I am very glad that the noble Lord, Lord Hughes, welcomed this Bill. He referred to the problem of money lending and rates of interest. Of course the Bill is not designed to give lenders an unfair advantage over borrowers, but is designed to replace what is an inflexible provision in the 1970 Act by a flexible one in which borrowers and lenders can agree on the terms of a loan. The 1970 Act gave the borrower the right to redeem a security which was so absolute that, even had he wished to do so he could not have modified it.
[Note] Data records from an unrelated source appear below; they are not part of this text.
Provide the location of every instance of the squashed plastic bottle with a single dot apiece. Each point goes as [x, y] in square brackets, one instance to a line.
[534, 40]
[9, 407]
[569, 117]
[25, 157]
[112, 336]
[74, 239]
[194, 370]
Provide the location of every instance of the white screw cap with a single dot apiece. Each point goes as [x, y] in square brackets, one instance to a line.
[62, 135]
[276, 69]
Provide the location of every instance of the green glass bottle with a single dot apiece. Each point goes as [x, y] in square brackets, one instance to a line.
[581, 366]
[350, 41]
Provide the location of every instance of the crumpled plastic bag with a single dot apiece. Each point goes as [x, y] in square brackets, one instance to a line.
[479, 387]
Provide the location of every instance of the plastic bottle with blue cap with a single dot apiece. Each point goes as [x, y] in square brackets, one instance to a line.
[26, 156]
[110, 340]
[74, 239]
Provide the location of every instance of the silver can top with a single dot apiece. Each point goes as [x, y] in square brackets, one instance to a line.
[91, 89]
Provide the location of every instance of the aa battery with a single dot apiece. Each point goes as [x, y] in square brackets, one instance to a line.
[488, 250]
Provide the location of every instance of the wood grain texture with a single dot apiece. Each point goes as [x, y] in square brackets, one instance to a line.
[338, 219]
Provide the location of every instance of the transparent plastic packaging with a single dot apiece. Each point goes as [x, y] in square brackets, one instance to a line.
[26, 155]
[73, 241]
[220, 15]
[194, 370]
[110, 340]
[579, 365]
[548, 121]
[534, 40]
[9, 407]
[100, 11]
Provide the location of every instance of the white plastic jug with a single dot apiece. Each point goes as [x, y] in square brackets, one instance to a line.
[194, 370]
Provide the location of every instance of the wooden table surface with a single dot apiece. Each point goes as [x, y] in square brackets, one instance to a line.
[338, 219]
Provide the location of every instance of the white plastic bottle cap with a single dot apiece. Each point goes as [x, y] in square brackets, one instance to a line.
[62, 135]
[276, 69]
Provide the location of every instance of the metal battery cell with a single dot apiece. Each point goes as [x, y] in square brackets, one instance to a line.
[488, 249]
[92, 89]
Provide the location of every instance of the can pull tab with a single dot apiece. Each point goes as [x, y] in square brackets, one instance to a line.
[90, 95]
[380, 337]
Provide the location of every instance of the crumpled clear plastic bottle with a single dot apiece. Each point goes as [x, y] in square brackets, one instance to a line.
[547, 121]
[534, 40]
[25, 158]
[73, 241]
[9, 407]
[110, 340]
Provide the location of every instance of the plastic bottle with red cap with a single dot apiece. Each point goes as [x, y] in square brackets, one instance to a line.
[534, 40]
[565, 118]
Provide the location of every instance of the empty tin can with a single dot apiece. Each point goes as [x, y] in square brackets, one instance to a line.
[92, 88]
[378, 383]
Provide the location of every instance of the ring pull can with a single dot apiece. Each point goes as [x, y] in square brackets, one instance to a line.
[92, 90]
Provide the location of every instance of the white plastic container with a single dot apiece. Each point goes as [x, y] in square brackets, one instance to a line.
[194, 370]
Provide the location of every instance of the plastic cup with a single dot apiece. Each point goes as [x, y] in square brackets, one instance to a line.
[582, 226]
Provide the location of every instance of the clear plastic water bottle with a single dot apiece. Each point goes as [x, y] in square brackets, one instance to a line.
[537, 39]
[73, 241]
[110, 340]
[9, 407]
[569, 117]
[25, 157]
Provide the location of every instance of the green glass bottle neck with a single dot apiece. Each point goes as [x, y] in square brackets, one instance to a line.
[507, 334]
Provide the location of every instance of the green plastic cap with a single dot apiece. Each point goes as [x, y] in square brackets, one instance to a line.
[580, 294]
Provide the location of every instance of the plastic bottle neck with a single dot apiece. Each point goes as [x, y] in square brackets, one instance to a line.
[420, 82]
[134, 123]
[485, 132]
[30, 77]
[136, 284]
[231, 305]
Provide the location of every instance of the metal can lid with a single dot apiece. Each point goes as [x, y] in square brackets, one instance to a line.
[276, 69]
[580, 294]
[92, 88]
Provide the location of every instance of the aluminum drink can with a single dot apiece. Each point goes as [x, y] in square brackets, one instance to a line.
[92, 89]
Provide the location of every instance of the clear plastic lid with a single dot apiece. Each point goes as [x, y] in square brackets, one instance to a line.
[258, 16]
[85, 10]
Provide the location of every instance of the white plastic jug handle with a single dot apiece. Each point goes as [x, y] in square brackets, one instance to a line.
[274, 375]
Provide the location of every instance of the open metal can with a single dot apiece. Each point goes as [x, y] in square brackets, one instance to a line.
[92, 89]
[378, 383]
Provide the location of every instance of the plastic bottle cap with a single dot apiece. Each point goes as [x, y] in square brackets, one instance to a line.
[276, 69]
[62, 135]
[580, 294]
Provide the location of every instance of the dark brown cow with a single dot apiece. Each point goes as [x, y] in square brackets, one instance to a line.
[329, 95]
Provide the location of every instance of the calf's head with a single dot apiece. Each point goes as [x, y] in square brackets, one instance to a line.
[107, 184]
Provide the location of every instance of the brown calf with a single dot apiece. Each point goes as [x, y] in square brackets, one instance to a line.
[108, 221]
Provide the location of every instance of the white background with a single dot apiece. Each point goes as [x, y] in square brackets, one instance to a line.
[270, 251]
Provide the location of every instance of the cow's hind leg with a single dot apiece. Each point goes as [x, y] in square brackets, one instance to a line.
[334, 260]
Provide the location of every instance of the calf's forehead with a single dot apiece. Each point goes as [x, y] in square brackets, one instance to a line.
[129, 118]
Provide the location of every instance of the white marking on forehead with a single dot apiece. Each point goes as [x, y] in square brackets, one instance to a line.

The terms of redemption hinge on a freely negotiated agreement between borrower and lender; in other words, there will be flexibility on both sides. Few borrowers would be grateful to receive an absolute right to redeem the security if, in consequence, they could not raise a loan; and there has been a tendency in this direction as a result of the provisions of the 1970 Act which we are seeking by this Bill to amend. Many institutional lenders themselves borrow capital at a fixed interest over a long term, and they often borrow in the South. They clearly want to be able to re-lend the money under similar arrangements, but they have been discouraged by the right given to the borrowing party in Scotland. I hope, therefore, that this Bill will be of real benefit to Scotland.

I would say to my noble friend Lord Selkirk, who has been good enough to examine the provisions of the Bill and the way in which it amends the 1970 Act that I do not think it is quite so incomprehensible as he suggested, because if one looks at the amendments to the 1970 Act one finds that they relate to only three main parts of the Act. They relate to Section 11, Section 18 and to the standard condition in paragraph 11(1) of Schedule 3. All the other provisions, which appear to him to be somewhat incomprehensible, are consequential upon those three main amendments, apart from Clause 3 which, as 1 said earlier, removes any doubt which may exist that the operation of Section 89 of the Companies Act 1948 does anything other than what it really does. Therefore I hope that my noble friend is satisfied. I thank noble Lords who have been good enough to attend this interesting debate, and I hope that the House will feel it right to give this Bill a Second Reading.

On Question, Bill read 2a, and committed to a Committee of the Whole House.